String Calculator kata in the Object-Oriented ways

The big thing about practicing katas is not just to finish them, but the possibility to rethink them while repeating. This works best when you try to rewrite a kata in different paradigms and compare the solutions. Today, I want to talk about a String Calculator kata and its object-oriented implementation. Beyond that, we are going to take a look at decomposition and some object-oriented design principles. Let’s dive into it.

This is an introductory theory-focused article in a series. There are four more articles in the series:

Each of the solutions focuses on a different way of implementing the kata. If you want to skip this article, just go straight to a list of kata solutions or github repo. However, I would highly recommend you reading this article or, at least, skimming through it.

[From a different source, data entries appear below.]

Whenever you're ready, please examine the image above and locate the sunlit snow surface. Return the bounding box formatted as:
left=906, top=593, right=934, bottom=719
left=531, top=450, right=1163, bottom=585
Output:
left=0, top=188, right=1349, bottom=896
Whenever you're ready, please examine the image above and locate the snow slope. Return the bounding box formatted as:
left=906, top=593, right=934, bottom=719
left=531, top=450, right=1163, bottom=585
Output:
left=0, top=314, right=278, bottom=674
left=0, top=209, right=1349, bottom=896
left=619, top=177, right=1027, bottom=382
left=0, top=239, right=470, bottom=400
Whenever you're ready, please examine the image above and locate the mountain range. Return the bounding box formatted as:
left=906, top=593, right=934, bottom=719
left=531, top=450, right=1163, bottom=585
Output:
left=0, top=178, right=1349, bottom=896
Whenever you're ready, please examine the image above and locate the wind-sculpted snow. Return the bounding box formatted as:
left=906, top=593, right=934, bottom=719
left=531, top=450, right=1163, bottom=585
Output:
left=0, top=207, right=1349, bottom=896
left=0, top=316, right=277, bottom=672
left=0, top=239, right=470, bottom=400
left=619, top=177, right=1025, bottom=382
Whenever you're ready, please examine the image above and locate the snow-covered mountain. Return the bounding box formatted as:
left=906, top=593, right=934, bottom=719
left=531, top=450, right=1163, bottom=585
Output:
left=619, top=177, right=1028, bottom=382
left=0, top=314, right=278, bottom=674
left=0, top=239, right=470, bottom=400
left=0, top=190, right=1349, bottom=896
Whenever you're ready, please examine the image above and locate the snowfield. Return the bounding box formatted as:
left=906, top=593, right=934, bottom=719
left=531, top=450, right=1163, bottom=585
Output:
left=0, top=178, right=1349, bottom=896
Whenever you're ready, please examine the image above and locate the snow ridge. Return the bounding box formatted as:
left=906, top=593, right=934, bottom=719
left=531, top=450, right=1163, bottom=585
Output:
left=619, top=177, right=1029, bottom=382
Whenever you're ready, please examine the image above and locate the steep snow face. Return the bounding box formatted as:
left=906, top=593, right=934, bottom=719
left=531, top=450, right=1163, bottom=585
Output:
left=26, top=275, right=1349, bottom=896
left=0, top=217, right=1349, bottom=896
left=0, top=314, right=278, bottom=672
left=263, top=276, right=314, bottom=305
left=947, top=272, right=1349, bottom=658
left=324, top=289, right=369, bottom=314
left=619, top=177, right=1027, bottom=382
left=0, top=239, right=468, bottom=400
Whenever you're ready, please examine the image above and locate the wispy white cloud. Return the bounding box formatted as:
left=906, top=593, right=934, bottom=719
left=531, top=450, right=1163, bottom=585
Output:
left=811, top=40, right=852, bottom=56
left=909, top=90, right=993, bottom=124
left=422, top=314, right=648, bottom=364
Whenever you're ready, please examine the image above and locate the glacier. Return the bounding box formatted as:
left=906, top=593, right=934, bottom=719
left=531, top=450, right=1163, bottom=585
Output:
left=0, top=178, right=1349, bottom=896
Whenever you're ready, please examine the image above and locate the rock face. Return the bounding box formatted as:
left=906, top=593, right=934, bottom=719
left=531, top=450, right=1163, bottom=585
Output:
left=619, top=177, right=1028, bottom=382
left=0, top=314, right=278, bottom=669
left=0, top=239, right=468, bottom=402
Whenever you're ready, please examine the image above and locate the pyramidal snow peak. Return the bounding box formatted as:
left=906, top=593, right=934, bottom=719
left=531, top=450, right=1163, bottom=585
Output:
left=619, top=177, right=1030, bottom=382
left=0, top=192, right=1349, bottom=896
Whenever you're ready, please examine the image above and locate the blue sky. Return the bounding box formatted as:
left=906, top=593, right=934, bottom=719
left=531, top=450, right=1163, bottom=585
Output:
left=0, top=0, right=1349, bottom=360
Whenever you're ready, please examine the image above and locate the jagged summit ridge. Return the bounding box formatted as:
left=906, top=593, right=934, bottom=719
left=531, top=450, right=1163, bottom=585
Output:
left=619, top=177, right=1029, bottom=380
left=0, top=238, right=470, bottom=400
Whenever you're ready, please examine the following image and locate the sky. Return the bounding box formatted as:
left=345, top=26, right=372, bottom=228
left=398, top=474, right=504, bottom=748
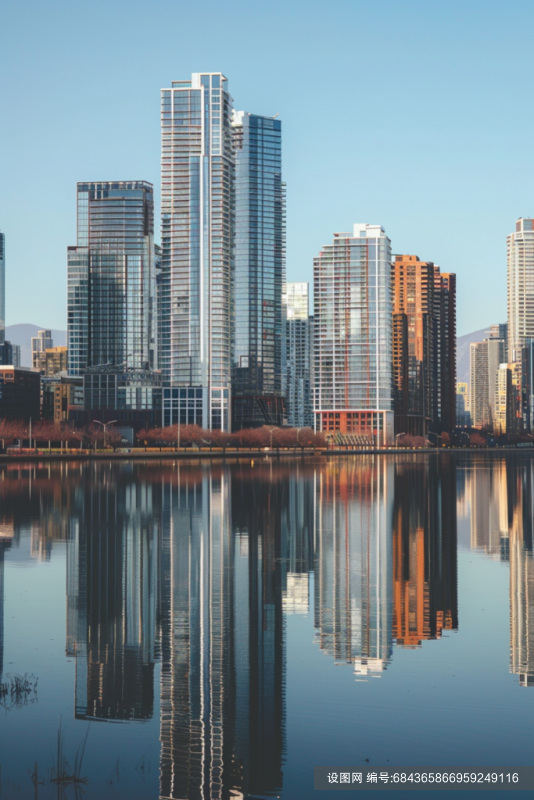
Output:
left=0, top=0, right=534, bottom=335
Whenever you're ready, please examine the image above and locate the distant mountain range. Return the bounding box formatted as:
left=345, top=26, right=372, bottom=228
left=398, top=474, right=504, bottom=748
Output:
left=6, top=323, right=67, bottom=367
left=6, top=324, right=489, bottom=383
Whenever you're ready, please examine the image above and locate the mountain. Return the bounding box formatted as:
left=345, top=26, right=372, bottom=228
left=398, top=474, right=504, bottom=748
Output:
left=6, top=323, right=67, bottom=367
left=456, top=325, right=489, bottom=383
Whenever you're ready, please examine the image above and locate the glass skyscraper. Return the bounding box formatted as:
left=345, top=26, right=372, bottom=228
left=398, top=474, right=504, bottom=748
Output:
left=67, top=181, right=157, bottom=375
left=507, top=217, right=534, bottom=362
left=313, top=224, right=393, bottom=444
left=158, top=73, right=234, bottom=430
left=284, top=283, right=313, bottom=428
left=232, top=111, right=285, bottom=430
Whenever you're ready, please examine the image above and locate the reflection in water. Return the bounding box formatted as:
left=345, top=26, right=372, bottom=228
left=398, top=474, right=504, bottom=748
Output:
left=509, top=462, right=534, bottom=686
left=7, top=454, right=534, bottom=800
left=469, top=459, right=509, bottom=560
left=461, top=455, right=534, bottom=686
left=66, top=470, right=159, bottom=720
left=160, top=466, right=286, bottom=798
left=315, top=456, right=394, bottom=675
left=393, top=456, right=458, bottom=647
left=0, top=517, right=14, bottom=683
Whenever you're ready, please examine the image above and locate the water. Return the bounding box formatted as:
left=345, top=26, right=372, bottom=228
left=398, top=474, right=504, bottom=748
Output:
left=0, top=454, right=534, bottom=800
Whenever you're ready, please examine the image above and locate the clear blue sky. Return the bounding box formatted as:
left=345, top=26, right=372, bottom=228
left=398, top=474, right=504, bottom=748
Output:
left=0, top=0, right=534, bottom=334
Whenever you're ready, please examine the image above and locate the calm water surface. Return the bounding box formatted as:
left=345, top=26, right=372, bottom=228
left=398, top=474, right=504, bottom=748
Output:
left=0, top=454, right=534, bottom=800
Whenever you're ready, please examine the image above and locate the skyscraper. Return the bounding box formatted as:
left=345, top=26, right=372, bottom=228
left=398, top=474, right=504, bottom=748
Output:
left=392, top=255, right=437, bottom=436
left=284, top=283, right=313, bottom=428
left=507, top=217, right=534, bottom=362
left=313, top=224, right=393, bottom=444
left=67, top=181, right=157, bottom=376
left=32, top=330, right=54, bottom=369
left=160, top=72, right=234, bottom=431
left=232, top=111, right=285, bottom=430
left=434, top=265, right=456, bottom=431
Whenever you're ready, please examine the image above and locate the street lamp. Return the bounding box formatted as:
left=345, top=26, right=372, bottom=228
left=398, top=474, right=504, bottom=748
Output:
left=93, top=419, right=117, bottom=447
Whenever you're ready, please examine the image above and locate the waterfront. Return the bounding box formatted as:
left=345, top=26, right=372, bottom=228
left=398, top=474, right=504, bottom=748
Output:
left=0, top=453, right=534, bottom=800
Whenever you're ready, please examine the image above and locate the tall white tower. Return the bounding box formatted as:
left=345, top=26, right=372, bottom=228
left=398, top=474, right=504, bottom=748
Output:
left=507, top=217, right=534, bottom=362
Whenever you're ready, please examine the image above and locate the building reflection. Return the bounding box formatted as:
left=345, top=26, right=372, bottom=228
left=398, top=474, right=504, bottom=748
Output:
left=282, top=464, right=315, bottom=614
left=66, top=465, right=160, bottom=721
left=315, top=456, right=394, bottom=676
left=160, top=465, right=287, bottom=800
left=508, top=459, right=534, bottom=686
left=393, top=455, right=458, bottom=647
left=466, top=457, right=509, bottom=561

TL;DR: Even in one programming paradigm there are different ways of doing the decomposition. The object-oriented decomposition involves the collaboration of different entities. Just using the class keyword in a single file does not make your program automatically object-oriented.

A little bit of a disclaimer. As always, there is no one “right” or “correct” answer in programming. One may say that some of the implementations are not the object-oriented ones, because objects don’t have any state. To me it is more about responsibilities, not the state. As Rebecca Wirfs-Brock said: “Objects are not just simple bundles of logic and data. They are responsible members of an object community.”

Introduction

The String Calculator kata is a prominent kata which was introduced by Roy Osherove very long time ago. The kata is an iterative one, with strict rules and average complexity. If you never did it, I highly recommend getting it done before reading further. So, you will have a better understanding of the problem and its decomposition.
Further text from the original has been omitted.